Ben Dolnick is the author of Zoology. He lives in Brooklyn with his fiancee and their dog, and is currently at work on a second book.
This has been the year of short books for me. I’ve found my concentration running aground on long ones – even great long ones (Independent People, War and Peace, The Man Who Loved Children) – and so I’ve gravitated toward books of two-hundred or even fewer pages. The best have been the novels of Penelope Fitzgerald. In the past few months I’ve read The Gate of Angels, The Bookshop, Innocence and The Beginning of Spring, and each one is a ruthlessly efficient little miracle. Her books are full of characters who reliably say the wrong thing at precisely the wrong moment, who think only of themselves, who fail and fail again – and yet they’re warm, funny, and somehow even cheering. I’ve got the rest of her novels stacked up on my bedside table.

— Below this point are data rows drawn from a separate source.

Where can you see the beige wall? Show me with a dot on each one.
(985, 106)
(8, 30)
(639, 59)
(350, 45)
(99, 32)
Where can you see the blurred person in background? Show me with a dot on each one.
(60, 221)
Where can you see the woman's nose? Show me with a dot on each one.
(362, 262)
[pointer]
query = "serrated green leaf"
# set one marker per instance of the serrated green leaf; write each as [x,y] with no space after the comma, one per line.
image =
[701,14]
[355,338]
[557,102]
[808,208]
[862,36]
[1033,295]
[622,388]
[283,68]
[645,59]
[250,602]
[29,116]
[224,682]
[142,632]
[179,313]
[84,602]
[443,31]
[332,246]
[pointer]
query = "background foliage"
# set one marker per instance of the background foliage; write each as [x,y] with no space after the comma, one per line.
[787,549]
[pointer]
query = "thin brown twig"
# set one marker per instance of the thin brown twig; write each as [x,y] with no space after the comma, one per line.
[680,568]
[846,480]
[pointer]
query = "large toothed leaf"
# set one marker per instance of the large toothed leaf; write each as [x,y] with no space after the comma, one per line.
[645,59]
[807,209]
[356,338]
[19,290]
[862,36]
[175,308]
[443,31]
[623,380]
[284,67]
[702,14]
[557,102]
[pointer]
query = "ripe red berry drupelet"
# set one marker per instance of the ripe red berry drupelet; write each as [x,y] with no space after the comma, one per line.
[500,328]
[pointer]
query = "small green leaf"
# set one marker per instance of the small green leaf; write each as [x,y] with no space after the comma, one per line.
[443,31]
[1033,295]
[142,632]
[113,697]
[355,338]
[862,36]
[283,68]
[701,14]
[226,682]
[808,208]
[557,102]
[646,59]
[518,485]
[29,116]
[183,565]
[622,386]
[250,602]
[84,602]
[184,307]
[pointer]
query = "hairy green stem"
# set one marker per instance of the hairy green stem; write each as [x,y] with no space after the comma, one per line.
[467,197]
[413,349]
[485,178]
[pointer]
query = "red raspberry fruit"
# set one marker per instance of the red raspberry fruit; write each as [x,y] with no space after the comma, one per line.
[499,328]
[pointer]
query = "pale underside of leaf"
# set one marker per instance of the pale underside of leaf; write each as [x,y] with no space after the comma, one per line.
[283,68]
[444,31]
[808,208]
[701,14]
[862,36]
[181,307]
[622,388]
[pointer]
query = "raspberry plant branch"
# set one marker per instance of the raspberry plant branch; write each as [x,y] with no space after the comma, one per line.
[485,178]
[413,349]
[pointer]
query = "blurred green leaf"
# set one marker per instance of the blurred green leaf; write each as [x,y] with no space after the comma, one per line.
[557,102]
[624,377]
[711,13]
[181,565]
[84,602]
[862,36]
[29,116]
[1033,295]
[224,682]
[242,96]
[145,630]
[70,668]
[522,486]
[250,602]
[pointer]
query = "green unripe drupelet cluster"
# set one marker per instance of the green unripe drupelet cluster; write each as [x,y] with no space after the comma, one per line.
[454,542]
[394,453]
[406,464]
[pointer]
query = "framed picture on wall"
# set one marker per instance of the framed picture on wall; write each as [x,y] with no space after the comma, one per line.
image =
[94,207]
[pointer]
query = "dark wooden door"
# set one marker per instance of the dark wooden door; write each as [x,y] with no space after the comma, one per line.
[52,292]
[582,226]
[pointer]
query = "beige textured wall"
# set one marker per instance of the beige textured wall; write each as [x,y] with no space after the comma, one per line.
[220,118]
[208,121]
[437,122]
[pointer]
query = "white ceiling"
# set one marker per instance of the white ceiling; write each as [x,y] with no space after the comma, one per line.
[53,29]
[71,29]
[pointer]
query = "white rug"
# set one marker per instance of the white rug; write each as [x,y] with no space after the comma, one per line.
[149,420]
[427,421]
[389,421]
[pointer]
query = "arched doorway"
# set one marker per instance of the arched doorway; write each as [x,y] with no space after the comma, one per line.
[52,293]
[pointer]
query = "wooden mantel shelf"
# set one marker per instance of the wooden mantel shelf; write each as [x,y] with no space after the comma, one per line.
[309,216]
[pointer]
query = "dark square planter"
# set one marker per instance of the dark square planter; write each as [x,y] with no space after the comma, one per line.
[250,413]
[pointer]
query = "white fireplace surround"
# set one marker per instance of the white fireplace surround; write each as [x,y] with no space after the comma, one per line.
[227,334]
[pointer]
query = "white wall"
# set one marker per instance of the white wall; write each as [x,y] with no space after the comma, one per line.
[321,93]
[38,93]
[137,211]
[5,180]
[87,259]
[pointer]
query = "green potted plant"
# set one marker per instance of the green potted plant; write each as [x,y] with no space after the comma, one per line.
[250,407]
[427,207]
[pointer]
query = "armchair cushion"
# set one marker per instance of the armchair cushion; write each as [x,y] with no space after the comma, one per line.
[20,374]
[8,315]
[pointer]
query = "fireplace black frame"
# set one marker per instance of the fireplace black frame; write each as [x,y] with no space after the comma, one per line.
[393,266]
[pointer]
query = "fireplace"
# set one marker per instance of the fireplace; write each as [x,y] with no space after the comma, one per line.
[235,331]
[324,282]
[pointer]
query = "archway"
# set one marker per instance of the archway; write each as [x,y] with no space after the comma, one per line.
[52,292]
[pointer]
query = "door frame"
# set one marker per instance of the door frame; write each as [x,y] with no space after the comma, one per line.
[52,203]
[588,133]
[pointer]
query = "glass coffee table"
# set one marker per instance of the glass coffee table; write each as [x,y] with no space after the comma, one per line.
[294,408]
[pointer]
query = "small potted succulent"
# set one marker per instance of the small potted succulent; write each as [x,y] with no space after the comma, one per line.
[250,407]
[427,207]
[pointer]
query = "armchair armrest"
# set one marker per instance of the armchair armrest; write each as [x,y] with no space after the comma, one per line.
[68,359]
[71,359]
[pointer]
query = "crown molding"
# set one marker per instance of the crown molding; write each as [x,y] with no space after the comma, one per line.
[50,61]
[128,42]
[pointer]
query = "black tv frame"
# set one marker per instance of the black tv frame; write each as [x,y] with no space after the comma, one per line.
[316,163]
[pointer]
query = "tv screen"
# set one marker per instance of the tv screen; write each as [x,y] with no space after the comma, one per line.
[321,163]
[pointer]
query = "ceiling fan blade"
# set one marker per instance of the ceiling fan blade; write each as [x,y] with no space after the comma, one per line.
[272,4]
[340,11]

at 7:24 pm on December 6, 2007
Fitzgerald's novels are all marvels–though I think the one generally acclaimed as her best, The Blue Flower, is her weakest.
There are moments (like that mysterious gathering in the woods) in The Beginning of Spring that I have found coming back to mind regularly for years.
at 11:31 am on December 7, 2007
Agreed about The Blue Flower not being on the same level of greatness as The Bookshop and The Beginning of Spring — it is a very fine novel though, and I was particularly grateful to it for introducing me to Novalis.